A statistical analysis was performed with the use of Statistica 13.0 software (StatStoft® Cracow, Poland). The Shapiro-Wilk test was applied to assess the normality of distribution. Arithmetic mean (X) and standard deviation (SD) were determined for parameters with a normal distribution, and parameters with abnormal distribution in relation to normal ones were presented as a median (Me) and quartiles: lower (Q1) and upper (Q3). The student’s t-test or Mann Whitney U test were used to compare the differences between the groups. Correlation coefficients were determined using the Spearman’s test. The p-values lower than 0.05 were considered statistically significant (p<0.05).

Results

As shown in Table 1, red blood cells number, hemoglobin concentration and hematocrit were significantly increased in polycythemia vera patients as compared to the control group. White blood cells and platelet number were also higher in PV patients than in healthy volunteers.

Parameter	Polycythemia veraN=42			Control groupN=30			p
	Me/X	Q1;Q3/±SD	Min-Max	Me/X	Q1;Q3/±SD	Min-Max
RBC[T/l]	7.03	6.43;7.58	5.22-9.67	5.21	4.86;5.42	4.01-5.61	<0.000001
HGB[g/dl]	18.84	±1.41	16.80-23.10	13.65	±1.20	12.10-16.20	<0.000001
HCT[%]	56.70	53.91;60.60	49.00-68.10	44.55	40.60;46.40	36.00-47.80	<0.000001
WBC[G/l]	9.90	7.55;12.60	5.40-21.56	6.10	4.90;7.30	4.03-10.00	<0.000001
PLT[G/l]	470.00	280.00;604.00	151.00-1172.00	250.00	213.00;287.00	156.00-345.00	0.000020
VEGF-A[pg/ml]	80.59	54.38;168.41	14.90-486.19	25.22	14.79;27.12	7.22-39.84	<0.000001
sVEGFR-1[pg/ml]	114.88	87.66;166.15	43.76-487.87	115.90	71.30;158.08	8.90-4104.83	0.416224
sVEGFR-2[pg/ml]	7839.55	±3253.72	11.99;14156.20	11678.16	±2342.96	7902.07-17488.96	<0.000001

Table 1. Laboratory parameters in PV patients and healthy volunteers

VEGF-A concentration was three-fold higher in PV patients as compared to the control group (Me=80.59 pg/ml vs Me=25.22 pg/ml) (p<0,000001); however, sVEGFR-2 concentration was significantly lower in PV patients, compared to healthy controls (Me=7839.55 pg/ml vs Me=11678.16 pg/ml, p<0.000001). There was no statistical difference in sVEGFR-1 concentration between the studied groups.

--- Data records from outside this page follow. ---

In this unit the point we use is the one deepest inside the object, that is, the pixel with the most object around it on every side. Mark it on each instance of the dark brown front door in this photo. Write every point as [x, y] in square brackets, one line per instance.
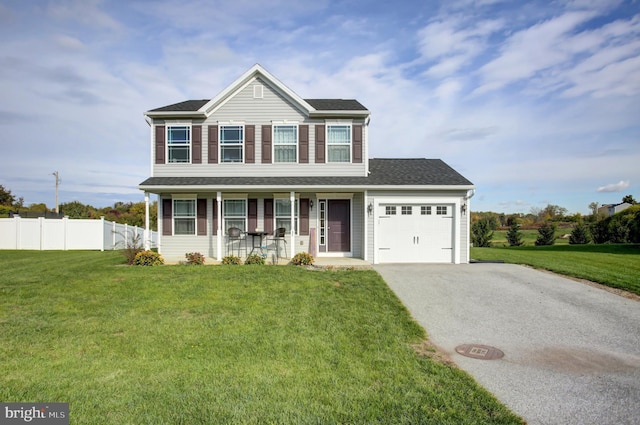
[339, 225]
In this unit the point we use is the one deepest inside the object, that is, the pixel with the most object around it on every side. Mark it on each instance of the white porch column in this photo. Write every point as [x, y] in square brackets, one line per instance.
[147, 234]
[292, 199]
[220, 237]
[365, 213]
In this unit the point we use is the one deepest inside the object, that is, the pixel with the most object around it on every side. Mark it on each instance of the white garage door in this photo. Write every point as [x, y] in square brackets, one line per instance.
[414, 233]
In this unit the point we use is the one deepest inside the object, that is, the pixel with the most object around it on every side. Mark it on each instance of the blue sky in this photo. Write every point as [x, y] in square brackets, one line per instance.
[535, 102]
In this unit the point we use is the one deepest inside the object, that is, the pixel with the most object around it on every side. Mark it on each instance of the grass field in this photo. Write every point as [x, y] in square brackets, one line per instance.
[529, 237]
[220, 344]
[617, 266]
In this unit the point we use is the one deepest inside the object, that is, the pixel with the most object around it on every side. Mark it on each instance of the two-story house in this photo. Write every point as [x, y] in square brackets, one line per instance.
[259, 157]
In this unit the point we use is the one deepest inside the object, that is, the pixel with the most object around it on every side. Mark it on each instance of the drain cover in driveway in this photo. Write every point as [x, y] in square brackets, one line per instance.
[477, 351]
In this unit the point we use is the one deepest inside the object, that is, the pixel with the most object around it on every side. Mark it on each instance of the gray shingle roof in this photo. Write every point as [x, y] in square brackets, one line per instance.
[336, 104]
[186, 106]
[383, 172]
[319, 104]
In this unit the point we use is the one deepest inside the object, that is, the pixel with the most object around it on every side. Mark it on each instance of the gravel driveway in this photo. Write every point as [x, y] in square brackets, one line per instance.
[571, 351]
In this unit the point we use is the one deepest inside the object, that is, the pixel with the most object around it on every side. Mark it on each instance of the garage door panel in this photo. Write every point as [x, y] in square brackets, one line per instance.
[415, 237]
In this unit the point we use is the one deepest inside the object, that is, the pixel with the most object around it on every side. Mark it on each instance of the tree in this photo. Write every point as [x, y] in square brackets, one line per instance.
[546, 234]
[75, 209]
[514, 235]
[6, 198]
[481, 233]
[579, 234]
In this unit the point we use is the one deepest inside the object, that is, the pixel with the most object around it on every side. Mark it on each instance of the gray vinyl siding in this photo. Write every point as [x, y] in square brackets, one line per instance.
[244, 108]
[357, 231]
[174, 248]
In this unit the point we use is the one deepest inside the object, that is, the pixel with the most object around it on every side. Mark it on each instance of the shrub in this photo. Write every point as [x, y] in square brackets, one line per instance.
[546, 234]
[481, 233]
[579, 235]
[148, 258]
[133, 245]
[254, 259]
[514, 235]
[302, 259]
[232, 260]
[600, 231]
[194, 258]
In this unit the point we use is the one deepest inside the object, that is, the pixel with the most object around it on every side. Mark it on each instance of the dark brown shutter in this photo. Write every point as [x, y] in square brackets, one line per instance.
[250, 143]
[356, 143]
[303, 135]
[213, 144]
[319, 144]
[268, 215]
[201, 211]
[266, 144]
[160, 144]
[215, 217]
[196, 144]
[167, 217]
[304, 216]
[252, 210]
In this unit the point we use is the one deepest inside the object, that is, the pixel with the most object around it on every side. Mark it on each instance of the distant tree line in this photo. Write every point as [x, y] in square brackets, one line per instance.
[622, 227]
[131, 213]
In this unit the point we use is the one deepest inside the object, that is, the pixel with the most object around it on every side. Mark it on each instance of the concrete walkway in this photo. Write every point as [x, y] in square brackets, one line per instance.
[572, 351]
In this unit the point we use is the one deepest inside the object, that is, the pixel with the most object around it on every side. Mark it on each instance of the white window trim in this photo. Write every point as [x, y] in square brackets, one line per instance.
[275, 124]
[242, 145]
[329, 123]
[246, 211]
[286, 197]
[184, 197]
[168, 125]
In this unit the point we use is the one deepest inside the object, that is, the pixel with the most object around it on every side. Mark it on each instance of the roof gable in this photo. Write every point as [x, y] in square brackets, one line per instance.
[310, 107]
[255, 72]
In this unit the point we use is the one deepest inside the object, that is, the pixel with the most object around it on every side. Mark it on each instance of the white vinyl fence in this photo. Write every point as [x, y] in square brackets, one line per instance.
[66, 234]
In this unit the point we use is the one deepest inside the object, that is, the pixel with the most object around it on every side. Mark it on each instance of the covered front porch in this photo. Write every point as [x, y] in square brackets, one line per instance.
[233, 222]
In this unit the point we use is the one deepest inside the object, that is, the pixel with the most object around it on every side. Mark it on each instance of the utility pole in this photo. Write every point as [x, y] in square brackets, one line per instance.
[58, 181]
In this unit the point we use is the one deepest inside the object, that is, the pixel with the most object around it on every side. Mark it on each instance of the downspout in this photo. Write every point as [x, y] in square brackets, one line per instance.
[470, 194]
[147, 234]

Due to the association between angiogenesis and the occurrence of thromboembolic events in the course of myeloproliferative neoplamss, further statistical analysis assessed the level of VEGF-A and its receptors depending on the risk factors of thrombotic events such as age, history of thrombosis, JAK2 V617F mutation and number of leukocytes. However, statistically significant differences were only found between groups in terms of Janus kinase mutation and the number of WBC (Table 2 – 3).

VEGF-A concentration was significantly higher in PV patients with JAK2V617F mutation, as compared to patients without this mutation (Me=101.06 pg/ml vs Me=34.75 pg/ml). SVEGFR-1 and sVEGFR-2 concentrations were similar in the analyzed subgroups (Table 2).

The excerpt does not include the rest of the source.